The CAPTC moves from training California, to training contact tracers

and case investigators nationwide

Contact tracer (woman in a white shirt and grey jacket) makes a phone call on a mobile phone, and is taking notes on a laptop.

The CAPTC’s Disease Intervention Training Center (DITC) has been working around the clock since July 2020 – to develop curricula to build and train the nation’s growing contact tracing workforce to combat COVID-19, including case investigators (CI), contact tracers (CT), and contact tracing supervisors.

The new virtual skills-based training course they’ve helped develop, dubbed the National COVID-19 Virtual Skills-Based Training Programs, is now available to public health departments across the United States.

A robust and well-equipped contact tracing workforce is essential in preventing the further spread of COVID-19. This requires individuals skilled with tactful interpersonal skills, interviewing skills, and cultural sensitivity that help build trust with contacts who may have been exposed to, or who have tested positive for COVID-19.

Nearly all states are conducting contact tracing in some capacity.
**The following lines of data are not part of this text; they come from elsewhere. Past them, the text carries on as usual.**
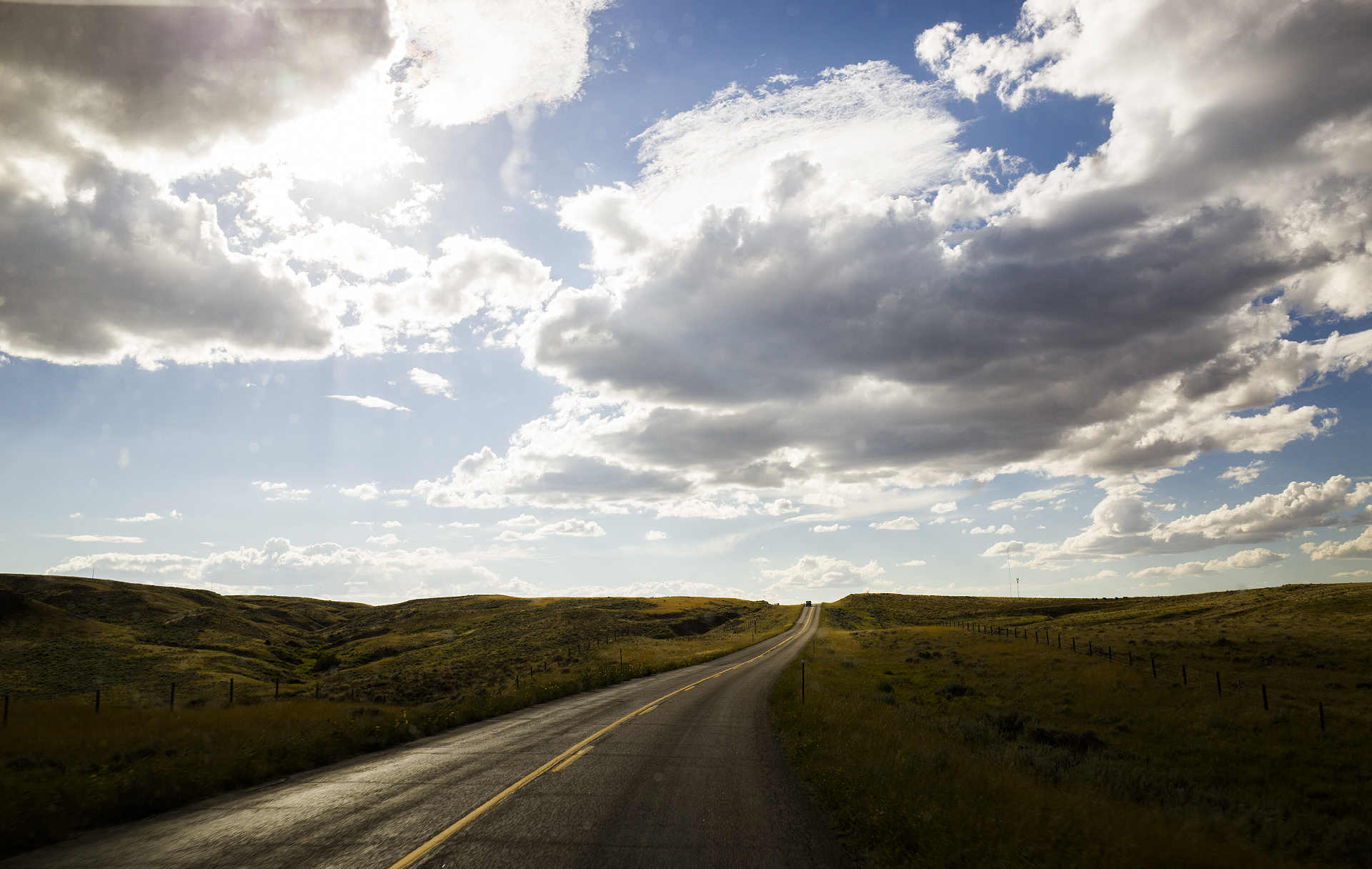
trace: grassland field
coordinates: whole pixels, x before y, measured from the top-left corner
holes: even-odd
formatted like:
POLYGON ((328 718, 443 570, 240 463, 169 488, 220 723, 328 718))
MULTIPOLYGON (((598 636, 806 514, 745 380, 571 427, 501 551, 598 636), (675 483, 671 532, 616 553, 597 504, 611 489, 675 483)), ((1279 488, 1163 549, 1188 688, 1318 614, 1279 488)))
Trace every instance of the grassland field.
POLYGON ((702 597, 369 607, 0 575, 0 857, 709 660, 797 614, 702 597))
POLYGON ((825 607, 772 719, 863 865, 1367 866, 1369 615, 1368 583, 853 594, 825 607), (1206 678, 1183 685, 1183 663, 1206 678))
Their approaches are determined by the spread of disease in their state, in addition to the resources available to them.  States are recruiting contact tracing workforce in a variety of ways – from reassigning state and local government employees to seeking volunteers to using outside vendors.
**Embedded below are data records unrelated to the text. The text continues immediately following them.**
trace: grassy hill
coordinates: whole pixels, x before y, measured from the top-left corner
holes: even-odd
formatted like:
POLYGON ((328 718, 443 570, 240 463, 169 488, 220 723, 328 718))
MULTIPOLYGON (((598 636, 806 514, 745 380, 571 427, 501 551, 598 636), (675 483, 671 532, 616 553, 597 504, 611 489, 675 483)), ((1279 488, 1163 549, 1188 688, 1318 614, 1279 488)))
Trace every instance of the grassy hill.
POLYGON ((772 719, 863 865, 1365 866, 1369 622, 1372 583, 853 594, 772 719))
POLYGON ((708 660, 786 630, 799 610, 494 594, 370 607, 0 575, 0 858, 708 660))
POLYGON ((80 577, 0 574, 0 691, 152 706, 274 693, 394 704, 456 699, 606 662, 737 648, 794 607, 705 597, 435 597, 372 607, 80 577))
The National COVID-19 Virtual Skills-Based Training Programs incorporates a variety of learning approaches including online instructional modules, sample interviews with cases and contacts, skills sessions to practice questions asked in a case investigation and contact tracing interview, and exercises to determine isolation and quarantine periods for cases and contacts. The Centers for Disease Control and Prevention are funding this new national training program.

Previously, the CAPTC’s case investigation experts actively contributed to the curriculum development and training of California’s contact tracing workforce in coordination with its partners at University of California, San Francisco and University of California, Los Angeles. To date, California has trained nearly 10,000 learners since May as part of Governor Newsom’s California Connected program.